Disco selo: Odeon Record / Título da música: Constellações / Cupertino de Menezes (Compositor) / Hermes Fontes (Compositor) / Roberto Roldan (Intérprete) / Violão (Acomp.) / Nº do Álbum: 120566 / Gravação: 16/Abril/1913 / Lançamento: 1913 / Gênero musical: Modinha / Coleção de Origem: IMS


Constelações, que fulgurais
Iluminai as minhas lágrimas finais
Carbonizai meu coração
Para domar e sufocar
E exterminar essa paixão
Oh! sol crestai, vento esfolhai
Das rosas d’alma as frias pétalas de gelo
A minha vida é um pesadelo
E o pesadelo uma visão
Que pouco a pouco vai roubando-me a razão.

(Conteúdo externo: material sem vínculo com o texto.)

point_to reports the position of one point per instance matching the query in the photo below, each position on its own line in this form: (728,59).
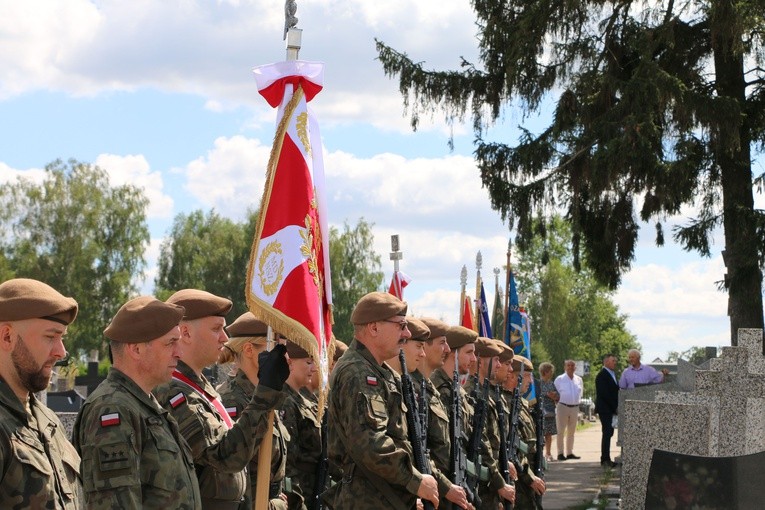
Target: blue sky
(160,94)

Só é feliz quem não se diz
Saber libar os flébeis beijos do luar
Alma sem luz, vinde sonhar
Ao terno som consolador
Das flautas mágicas do amor
Oh! coração sem ilusões
Que inda bateis, mas não viveis, não tendes vida
Minh’alma é como uma ferida a gotejar sangue de luz
Como a do mártir que morreu pregado à cruz

Quando anoitece, a sombra desce
A voz da prece nos espíritos languesce
Fica a cismar meu pensamento
No firmamento que se fulge num momento
A fulgurar
Quando amanhece, o céu floresce
A loura messe das abelhas estremece
Fica a gemer meu coração, fica a sentir, a palpitar
Como o vulcão na tíbia luz crepuscular

Manhãs de abril, dai-me esta luz
Que ao sonho induz meu coração primaveril
Em ouro e anil se fulge o azul
Sobre o paul em que vivemos num monótono torpor
Como um clarim descanta em mim
Um serafim que marca o fim dos meus pesares
Nos vagalhões de etéreos mares hei de ser navegador
Para sulcar ou naufragar num mar de amor

Oh! corações, como tufões
Passai, voai por sobre todas as paixões
Amai a luz, ò rosicler
Amai as flores, esquecei os vãos amores da mulher
Sois loucos pois, vós todos sois
As mariposas que se vão queimar na chama
Jesus tem pena de quem ama
Indulta amor que tudo quer
Ai! Quanta força tem o amor de uma mulher.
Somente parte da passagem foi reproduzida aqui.